April 12, 2019.
Recollections & Reflections – A commentary by Aziz Hassan
IT’S yet another showdown but where the ones some years ago were confined to personalities within the states, this time it’s again between the prime minister and a royal family.
In the first instance in the early 90s, what caused the constitutional crisis was an issue close to the hearts of ordinary Malaysians, something that could be described as being of national interest, one that affected lay people but not this time because it’s confined to one state – Johor – and the difference of opinion affecting something localised.
As was the situation previously, statements have been made to defend the positions adopted but what will eventually prevail will be what the law says.
Following the resignation of mentri besar Datuk Osman Sapian, the focus next is on who will succeed him and this is where the problem starts, with Prime Minister Tun Dr. Mahathir Mohamad insisting that the ruler has no role in this. Wrong, very wrong.
While the process starts with the party in power nominating a candidate or candidates, thereafter the ball is in the sultan’s court, with the ruler having absolute power to appoint his MB. Where there’s no candidate who meets the criteria as specified in the Johor constitution, the ruler also has the power to make dispensation to appoint someone else. So where Johor is concerned, only the start of the process is political.
Mahathir even went to the extent of saying that if a ruler is allowed to appoint an MB or PM, then Malaysia has an absolute monarchy, not a constitutional one. He is correct only in so far as the appointment of the PM and the MBs of the other states – except Johor. For the rest of the states there’s a clause in their respective constitutions that is similar to the one in the federal constitution and that is on appointing a person who commands the majority support of the house. The argument stops there.
It was due to this clause that Perak’s Datuk Seri Nizar Jamaluddin had to finally relinquish his post in February 2010 (after the Federal Court ruled against him), Datuk Seri Idris Jusoh of Terenganu and Datuk Seri Shahidan Kassim of Perlis had to let go after the 2008 general elections, although reports on what happened in Terengganu were contradictory. What these states’ constitutions do not have is the clause on giving absolute power to the ruler.
Surely Mahathir, being PM twice, should be aware of these fundamental issues affecting appointments to high office. It was a similar clause that made him feel hard done by when the former king delayed his appointment last May, doing so only when he was satisfied Mahathir had the full backing of the four Pakatan Harapan coalition members.
Rule of law means constitution has to be supreme
If the rule of law is what Mahathir has been advocating since becoming PM a second time, it was also this that caused Mahathir to feel furious when the king again delayed assenting to the nomination of Tommy Thomas to be attorney-general to the extent that he met a ruler to ask that his brother rulers be informed that he was in no mood to tolerate a similar situation should it recur.

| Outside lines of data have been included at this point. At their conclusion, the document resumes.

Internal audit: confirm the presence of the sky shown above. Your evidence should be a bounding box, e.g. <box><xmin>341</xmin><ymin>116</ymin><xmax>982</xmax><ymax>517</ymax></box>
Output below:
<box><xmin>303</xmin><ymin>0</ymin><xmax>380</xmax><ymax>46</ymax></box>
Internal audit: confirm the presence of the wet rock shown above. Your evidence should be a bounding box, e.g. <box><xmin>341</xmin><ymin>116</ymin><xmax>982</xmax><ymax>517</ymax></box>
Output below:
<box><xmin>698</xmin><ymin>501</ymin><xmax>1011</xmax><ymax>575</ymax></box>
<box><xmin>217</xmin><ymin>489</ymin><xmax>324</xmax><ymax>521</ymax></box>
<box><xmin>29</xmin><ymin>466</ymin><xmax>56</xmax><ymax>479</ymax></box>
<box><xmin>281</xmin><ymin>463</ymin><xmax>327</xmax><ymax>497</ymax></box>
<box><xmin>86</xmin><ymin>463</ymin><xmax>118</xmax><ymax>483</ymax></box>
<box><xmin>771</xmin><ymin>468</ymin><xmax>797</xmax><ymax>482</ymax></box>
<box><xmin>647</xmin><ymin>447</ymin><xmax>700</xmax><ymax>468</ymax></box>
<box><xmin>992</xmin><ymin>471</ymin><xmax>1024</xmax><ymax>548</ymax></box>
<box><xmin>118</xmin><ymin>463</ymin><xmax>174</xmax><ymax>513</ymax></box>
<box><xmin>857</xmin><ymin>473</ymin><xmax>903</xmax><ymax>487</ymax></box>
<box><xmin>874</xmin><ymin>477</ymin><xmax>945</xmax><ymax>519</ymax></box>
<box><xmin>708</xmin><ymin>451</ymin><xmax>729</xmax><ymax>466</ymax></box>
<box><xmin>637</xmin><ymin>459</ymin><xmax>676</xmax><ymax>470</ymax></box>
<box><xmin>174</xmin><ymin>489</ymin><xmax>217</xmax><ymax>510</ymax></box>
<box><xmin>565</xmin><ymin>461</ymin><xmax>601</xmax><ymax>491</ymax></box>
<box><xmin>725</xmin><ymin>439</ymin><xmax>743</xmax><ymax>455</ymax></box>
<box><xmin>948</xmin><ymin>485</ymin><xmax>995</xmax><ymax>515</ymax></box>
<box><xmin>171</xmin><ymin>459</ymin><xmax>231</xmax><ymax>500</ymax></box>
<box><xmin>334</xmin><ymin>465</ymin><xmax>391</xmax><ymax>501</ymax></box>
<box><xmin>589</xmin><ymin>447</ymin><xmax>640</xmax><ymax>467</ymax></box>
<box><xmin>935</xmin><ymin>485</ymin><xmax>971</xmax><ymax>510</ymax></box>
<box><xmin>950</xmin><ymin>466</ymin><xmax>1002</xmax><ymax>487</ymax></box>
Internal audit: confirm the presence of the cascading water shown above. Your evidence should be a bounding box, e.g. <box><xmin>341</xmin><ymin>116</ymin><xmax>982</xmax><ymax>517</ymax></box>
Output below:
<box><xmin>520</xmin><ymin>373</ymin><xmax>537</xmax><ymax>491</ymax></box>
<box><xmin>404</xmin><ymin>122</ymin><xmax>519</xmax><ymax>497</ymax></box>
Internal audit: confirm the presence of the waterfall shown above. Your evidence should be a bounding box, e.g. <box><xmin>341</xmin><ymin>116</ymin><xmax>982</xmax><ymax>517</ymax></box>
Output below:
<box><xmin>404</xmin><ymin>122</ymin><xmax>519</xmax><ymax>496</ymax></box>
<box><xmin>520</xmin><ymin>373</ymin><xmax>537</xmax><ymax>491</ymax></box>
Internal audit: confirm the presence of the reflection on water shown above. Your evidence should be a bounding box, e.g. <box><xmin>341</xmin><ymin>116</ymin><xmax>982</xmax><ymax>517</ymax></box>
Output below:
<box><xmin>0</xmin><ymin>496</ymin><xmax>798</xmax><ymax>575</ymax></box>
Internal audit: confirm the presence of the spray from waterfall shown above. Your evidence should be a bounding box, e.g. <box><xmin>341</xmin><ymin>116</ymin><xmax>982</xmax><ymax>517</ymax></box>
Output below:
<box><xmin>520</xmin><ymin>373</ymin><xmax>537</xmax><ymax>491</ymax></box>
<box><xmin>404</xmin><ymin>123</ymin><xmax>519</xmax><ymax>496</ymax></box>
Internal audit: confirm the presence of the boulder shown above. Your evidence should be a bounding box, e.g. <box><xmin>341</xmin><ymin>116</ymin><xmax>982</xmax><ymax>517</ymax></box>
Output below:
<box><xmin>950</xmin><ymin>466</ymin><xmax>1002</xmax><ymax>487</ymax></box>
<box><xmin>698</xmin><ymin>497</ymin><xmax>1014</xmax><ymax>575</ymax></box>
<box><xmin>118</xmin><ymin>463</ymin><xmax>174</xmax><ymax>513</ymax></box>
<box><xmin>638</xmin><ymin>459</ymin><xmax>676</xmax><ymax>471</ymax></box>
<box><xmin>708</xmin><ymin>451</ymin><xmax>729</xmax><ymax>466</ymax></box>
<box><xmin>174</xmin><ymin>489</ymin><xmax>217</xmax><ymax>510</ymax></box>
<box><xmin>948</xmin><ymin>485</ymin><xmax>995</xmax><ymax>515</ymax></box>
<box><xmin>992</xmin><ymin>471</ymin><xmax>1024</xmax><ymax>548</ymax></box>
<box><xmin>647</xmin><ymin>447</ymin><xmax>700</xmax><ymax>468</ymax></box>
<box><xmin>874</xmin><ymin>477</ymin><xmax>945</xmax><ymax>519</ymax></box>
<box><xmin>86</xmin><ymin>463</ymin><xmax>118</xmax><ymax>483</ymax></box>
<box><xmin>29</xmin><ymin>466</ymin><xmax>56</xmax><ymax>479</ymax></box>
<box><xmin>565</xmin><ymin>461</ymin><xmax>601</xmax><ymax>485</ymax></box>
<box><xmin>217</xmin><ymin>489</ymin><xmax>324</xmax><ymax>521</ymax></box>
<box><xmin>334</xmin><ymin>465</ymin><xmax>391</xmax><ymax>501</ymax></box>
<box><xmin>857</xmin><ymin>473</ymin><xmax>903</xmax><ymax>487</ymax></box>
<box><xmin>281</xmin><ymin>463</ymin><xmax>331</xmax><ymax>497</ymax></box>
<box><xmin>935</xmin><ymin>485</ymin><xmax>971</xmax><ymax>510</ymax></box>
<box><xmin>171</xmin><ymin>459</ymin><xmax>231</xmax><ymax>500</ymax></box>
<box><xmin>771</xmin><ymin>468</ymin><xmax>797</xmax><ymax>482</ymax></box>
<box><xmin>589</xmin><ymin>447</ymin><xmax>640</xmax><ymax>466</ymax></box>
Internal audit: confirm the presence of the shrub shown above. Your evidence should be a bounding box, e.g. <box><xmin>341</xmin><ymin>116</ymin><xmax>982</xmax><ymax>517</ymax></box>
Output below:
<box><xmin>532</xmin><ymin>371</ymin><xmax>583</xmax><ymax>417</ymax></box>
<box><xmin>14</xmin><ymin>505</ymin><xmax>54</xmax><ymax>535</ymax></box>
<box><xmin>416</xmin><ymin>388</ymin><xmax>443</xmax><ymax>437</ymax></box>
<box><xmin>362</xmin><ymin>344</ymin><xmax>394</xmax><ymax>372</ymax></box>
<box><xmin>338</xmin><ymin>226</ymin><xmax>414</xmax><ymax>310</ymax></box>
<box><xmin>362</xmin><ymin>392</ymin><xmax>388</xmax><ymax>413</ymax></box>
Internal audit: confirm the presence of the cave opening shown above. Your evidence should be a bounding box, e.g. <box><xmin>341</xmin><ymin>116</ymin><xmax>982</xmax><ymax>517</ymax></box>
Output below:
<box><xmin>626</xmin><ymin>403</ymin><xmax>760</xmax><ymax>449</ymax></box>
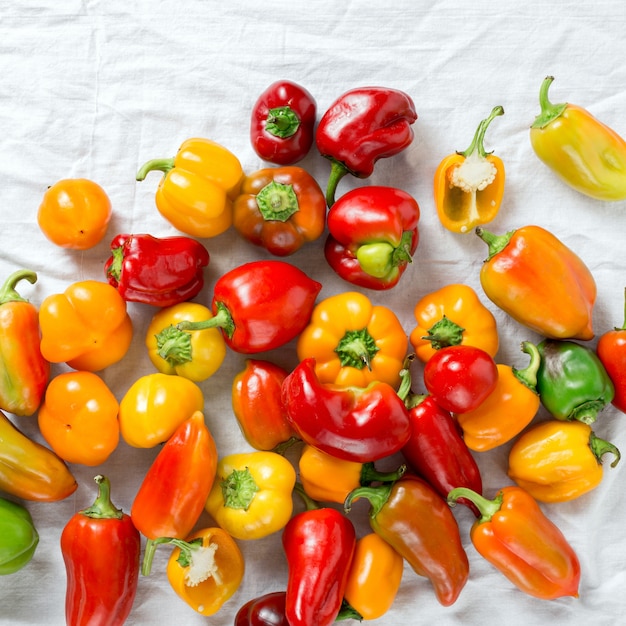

Thus the Johor constitution is the go to point when talking about the appointment of the MB, regardless whether you like it or not.
Home Minister Tan Sri Muhyiddin Yassin, a Johor MB from 1986 to 1995, has confirmed about the power of the sultan in this regard. Mind you, Muhyiddin is a member of Mahathir’s cabinet and his party president. So too all the legal opinions reported by various news platforms in the last few days. It’s that (crystal) clear; no ambiguity whatsoever.
But despite the provision in the Johor constitution, a confrontation could still be avoided and a compromise possible if both sides have a cordial relationship. The downside for Mahathir though is that he has a confrontational stance vis-à-vis the Johor sultan and his heir, the Tengku Mahkota.
When former PM Datuk Seri Najib Razak decided to nominate Datuk Seri Khaled Nordin as Johor MB after the 2008 election, he first dispatched the late Tan Sri Jamaluddin Jarjis to be his emissary to meet the ruler because there was a personal issue that could possibly derail the nomination. As it turned out the ruler had no problems with that, influenced strongly maybe by the fact that he had known Khaled from school.
Sometimes you need to adopt this approach, and again as a veteran politician Mahathir should be aware of an option like this.
For the moment it looks like Mahathir has met his match and it’s not even in the form of another man. Rather it’s something soft, doesn’t talk back but priceless – it’s the Johor constitution.